Het hof heeft vastgesteld dat de vader niet in staat is om de zorg en opvoeding van de minderjarige te dragen, wat heeft geleid tot de conclusie dat het gezag van de vader beëindigd moet worden. De vader had de kans gekregen om zijn opvoedingscapaciteiten te tonen, maar de ontwikkeling van de minderjarige was ernstig bedreigd. Het hof benadrukt dat de belangen van het kind voorop staan en dat stabiliteit en continuïteit in de opvoedingssituatie van groot belang zijn.

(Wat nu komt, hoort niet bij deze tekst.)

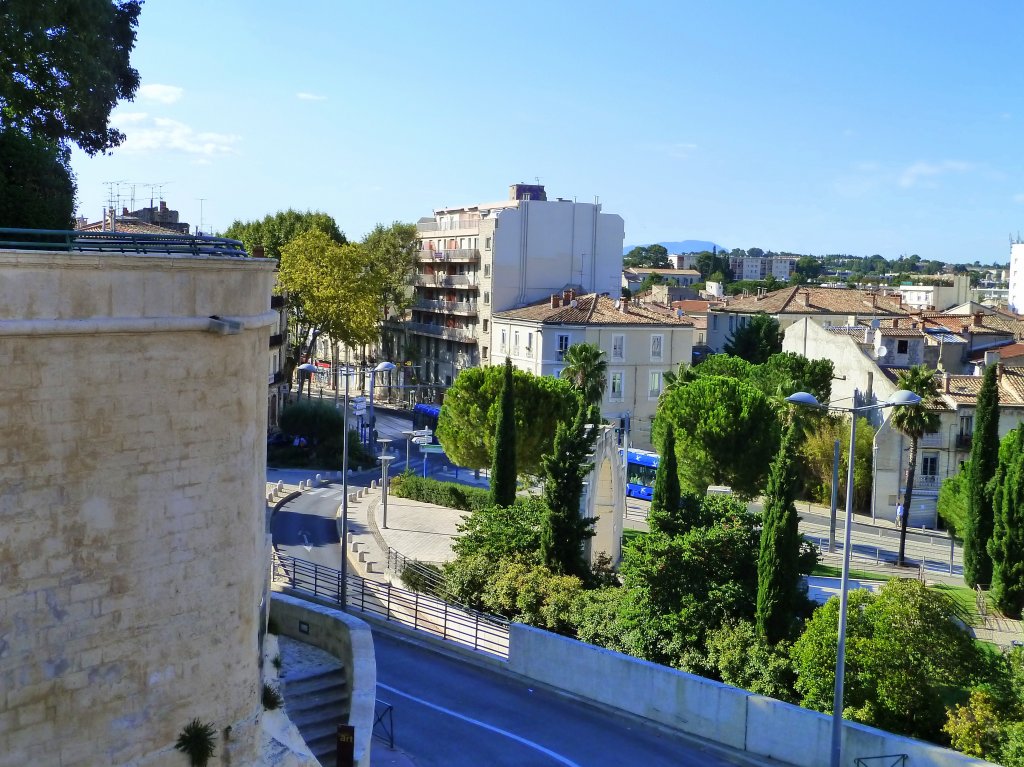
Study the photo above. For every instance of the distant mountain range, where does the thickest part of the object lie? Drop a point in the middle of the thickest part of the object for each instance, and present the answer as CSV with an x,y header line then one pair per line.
x,y
686,246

Daarnaast heeft de vader verzocht om contra-expertise, maar dit verzoek is afgewezen. Het hof oordeelde dat een nader onderzoek niet meer tot een andere conclusie kan leiden, gezien de reeds verstreken termijn en de problematiek van de minderjarige. De beslissing van het hof bevestigt de eerdere uitspraak van de rechtbank en wijst het meer of anders verzochte af.

Uitspraak

GERECHTSHOF ARNHEM-LEEUWARDEN

locatie Arnhem
afdeling civiel recht
zaaknummer gerechtshof 200.298.310
(zaaknummer rechtbank Overijssel 234072)
beschikking van 10 februari 2022
inzake
[verzoeker],
wonende te [woonplaats1] ,
verzoeker in hoger beroep,
verder te noemen: de vader,
advocaat: mr. J.J.C. Engels te Heerhugowaard,
en
de raad voor de kinderbescherming,
gevestigd te Almelo,
verweerder in hoger beroep,
verder te noemen: de raad.
Als overige belanghebbenden zijn aangemerkt:
[de moeder],
wonende te [woonplaats2] ,
verder te noemen: de moeder,
de gecertificeerde instelling
Stichting Jeugdbescherming Overijssel,
gevestigd te Almelo,
verder te noemen: de GI,
[de pleegouders],
wonende te [woonplaats3] ,
verder te noemen: de pleegouders,
en
[de bijzondere curator] in haar hoedanigheid van bijzondere curator voor [de minderjarige],
gevestigd te [vestigingsplaats] ,
verder te noemen: de bijzondere curator.

1.Het geding in eerste aanleg

Het hof verwijst voor het geding in eerste aanleg naar de beschikkingen van de rechtbank Overijssel, locatie Almelo, van 20 december 2019, 23 juni 2020, 30 december 2020 en 30 april 2021, uitgesproken onder voormeld zaaknummer. De beschikking van 30 april 2021 wordt hierna ‘de bestreden beschikking’ genoemd.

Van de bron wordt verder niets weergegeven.